5. Voor een overzicht van de relevante wet- en regelgeving verwijst de rechtbank naar de bijlage die aan het bestreden besluit is toegevoegd.
6. Op grond van artikel 7 van de Msw is het verboden in enig kalenderjaar op een bedrijf meststoffen op of in de bodem te brengen. In artikel 8 van de Msw is bepaald dat het in artikel 7 gestelde verbod niet geldt indien de op of in de landbouwgrond gebrachte hoeveelheid meststoffen in het desbetreffende jaar de gebruiksnorm voor dierlijke meststoffen of de stikstof- of fosfaatgebruiksnorm voor meststoffen niet wordt overschreden.
Ingevolge artikel 51 van de Msw kan verweerder een bestuurlijke boete opleggen bij een overtreding van artikel 7 van de Msw.

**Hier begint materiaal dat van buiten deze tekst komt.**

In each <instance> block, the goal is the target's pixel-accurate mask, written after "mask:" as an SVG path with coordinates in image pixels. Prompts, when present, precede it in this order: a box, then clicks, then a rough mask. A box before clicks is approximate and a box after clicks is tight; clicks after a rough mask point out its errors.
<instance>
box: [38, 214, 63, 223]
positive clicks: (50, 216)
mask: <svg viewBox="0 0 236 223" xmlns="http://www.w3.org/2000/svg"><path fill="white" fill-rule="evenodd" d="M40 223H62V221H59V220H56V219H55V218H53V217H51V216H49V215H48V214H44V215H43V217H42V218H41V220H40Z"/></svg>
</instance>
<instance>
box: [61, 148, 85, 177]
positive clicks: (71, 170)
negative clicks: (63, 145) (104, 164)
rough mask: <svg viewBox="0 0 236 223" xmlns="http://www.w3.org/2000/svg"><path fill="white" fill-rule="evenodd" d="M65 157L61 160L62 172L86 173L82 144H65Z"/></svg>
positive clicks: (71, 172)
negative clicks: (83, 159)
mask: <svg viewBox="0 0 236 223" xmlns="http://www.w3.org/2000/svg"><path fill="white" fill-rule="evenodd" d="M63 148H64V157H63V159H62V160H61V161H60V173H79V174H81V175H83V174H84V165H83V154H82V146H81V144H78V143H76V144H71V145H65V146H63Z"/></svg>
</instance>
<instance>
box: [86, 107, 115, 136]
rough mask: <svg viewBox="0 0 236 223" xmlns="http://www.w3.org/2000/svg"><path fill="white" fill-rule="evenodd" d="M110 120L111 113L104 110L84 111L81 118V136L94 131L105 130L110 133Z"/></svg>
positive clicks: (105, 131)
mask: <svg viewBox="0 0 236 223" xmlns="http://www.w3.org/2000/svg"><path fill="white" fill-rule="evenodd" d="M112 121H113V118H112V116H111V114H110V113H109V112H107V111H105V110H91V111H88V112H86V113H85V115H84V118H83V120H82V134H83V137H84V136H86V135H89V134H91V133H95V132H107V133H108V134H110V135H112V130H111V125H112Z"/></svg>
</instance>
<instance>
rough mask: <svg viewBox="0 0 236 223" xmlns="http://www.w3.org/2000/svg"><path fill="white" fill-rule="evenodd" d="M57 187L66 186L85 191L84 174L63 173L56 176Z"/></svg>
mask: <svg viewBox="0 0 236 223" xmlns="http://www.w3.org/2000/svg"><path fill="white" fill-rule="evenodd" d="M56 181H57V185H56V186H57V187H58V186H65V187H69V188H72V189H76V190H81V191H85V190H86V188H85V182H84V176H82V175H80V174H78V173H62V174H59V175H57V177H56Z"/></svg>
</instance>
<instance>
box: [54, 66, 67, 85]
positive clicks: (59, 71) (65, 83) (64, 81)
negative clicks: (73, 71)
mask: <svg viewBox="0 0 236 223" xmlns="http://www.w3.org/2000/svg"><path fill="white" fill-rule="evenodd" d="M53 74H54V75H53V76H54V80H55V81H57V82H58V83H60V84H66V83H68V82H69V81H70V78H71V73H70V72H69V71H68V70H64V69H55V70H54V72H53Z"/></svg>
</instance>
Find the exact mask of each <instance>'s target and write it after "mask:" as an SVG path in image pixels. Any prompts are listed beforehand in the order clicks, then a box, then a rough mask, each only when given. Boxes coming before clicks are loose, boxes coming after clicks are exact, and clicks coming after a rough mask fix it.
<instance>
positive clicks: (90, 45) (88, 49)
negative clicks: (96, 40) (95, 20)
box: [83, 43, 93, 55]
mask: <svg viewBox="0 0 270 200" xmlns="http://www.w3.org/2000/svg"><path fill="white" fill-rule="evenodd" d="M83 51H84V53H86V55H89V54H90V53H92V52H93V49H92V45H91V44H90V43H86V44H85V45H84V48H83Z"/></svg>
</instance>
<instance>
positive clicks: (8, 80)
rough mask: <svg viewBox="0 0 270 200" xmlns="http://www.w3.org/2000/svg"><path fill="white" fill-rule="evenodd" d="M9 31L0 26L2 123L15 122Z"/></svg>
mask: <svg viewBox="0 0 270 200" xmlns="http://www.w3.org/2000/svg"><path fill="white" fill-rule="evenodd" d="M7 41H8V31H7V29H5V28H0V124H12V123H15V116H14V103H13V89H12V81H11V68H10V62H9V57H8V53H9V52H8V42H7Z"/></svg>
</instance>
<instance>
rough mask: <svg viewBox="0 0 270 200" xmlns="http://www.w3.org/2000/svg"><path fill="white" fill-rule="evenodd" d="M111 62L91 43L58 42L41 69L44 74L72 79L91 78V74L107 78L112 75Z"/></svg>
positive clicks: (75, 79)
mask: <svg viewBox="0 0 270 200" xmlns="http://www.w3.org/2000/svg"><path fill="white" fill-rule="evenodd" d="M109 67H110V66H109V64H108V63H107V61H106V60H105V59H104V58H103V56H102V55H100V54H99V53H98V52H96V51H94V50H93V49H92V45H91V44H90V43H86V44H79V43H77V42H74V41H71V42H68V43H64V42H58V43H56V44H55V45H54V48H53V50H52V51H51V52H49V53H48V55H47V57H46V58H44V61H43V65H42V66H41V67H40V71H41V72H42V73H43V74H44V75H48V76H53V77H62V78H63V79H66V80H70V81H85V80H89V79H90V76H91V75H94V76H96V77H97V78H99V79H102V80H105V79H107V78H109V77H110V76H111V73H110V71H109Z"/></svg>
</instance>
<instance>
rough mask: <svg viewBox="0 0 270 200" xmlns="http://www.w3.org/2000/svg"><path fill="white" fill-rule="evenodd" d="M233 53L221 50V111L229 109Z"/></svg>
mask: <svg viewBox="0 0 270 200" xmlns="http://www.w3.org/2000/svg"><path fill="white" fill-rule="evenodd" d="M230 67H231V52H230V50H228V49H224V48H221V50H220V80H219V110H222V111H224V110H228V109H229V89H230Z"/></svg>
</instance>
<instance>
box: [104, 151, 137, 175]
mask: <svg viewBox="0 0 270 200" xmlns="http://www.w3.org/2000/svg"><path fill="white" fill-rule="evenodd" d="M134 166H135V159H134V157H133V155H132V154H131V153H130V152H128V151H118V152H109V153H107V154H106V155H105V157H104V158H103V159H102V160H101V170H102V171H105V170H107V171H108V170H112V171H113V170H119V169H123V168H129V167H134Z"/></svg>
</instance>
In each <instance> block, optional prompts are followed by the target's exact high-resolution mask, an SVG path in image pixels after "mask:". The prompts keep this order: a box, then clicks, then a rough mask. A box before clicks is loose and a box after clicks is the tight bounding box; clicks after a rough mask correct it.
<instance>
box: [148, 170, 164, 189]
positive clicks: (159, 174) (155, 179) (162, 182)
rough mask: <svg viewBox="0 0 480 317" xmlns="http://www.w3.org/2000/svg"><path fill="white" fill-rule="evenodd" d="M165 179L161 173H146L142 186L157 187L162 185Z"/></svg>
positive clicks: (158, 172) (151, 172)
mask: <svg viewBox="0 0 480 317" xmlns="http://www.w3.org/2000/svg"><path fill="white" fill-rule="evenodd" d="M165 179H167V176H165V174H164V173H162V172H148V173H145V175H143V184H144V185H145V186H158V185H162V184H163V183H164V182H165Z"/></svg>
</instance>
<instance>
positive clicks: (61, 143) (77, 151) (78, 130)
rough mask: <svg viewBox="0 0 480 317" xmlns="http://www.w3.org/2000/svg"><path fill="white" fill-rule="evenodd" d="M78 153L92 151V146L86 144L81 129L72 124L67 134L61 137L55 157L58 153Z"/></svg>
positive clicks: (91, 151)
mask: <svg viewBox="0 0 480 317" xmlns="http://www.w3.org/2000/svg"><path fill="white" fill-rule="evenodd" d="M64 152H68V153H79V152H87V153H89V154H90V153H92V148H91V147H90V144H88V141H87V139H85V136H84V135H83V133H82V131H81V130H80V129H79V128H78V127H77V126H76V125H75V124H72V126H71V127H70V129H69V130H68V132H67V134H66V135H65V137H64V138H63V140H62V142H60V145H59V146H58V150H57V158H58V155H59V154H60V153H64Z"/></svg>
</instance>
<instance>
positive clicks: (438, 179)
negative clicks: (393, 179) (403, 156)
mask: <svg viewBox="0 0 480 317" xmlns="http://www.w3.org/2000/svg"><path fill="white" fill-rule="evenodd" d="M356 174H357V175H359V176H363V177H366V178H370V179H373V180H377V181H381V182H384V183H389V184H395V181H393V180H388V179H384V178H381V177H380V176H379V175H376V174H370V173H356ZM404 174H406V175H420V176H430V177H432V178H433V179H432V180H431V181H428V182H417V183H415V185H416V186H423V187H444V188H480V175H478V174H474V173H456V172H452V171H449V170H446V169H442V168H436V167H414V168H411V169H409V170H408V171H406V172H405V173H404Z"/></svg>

7. De rechtbank dient te beoordelen of eiseres het verbod van artikel 7 van de Msw om meststoffen op of in de bodem te brengen hebben overtreden. Volgens vaste rechtspraak van het College van Beroep voor het bedrijfsleven (CBB) ligt de materiële bewijslast ten aanzien van de naleving van de gebruiksnormen volgens het systeem van de Msw primair bij degene die de meststoffen op of in de bodem brengt of laat brengen. Om een geslaagd beroep te kunnen doen op de opheffing van het verbod om meststoffen in de bodem te brengen, zal eiseres aannemelijk moeten maken dat de gebruiksnormen niet door haar zijn overschreden. De rechtbank verwijst hiervoor naar de uitspraak van het CBB van 7 september 2017, (ECLI:NL:CBB:2017:355). 8. Ter beoordeling is of verweerder van de juiste oppervlakte aan landbouwgrond is uitgegaan. Verweerder heeft de op grond van de Verordening (EG) nr. 73/2009 bij voorkeur gehanteerde methode voor het identificeren van landbouwgronden gebruikt door de oppervlakte aan landbouwgrond te vergelijken met luchtfoto’s. De rechtbank ziet geen reden om te twijfelen aan de juistheid van verweerders berekening en stelt vast dat terecht is uitgegaan van een totale oppervlakte van 55,74 hectare.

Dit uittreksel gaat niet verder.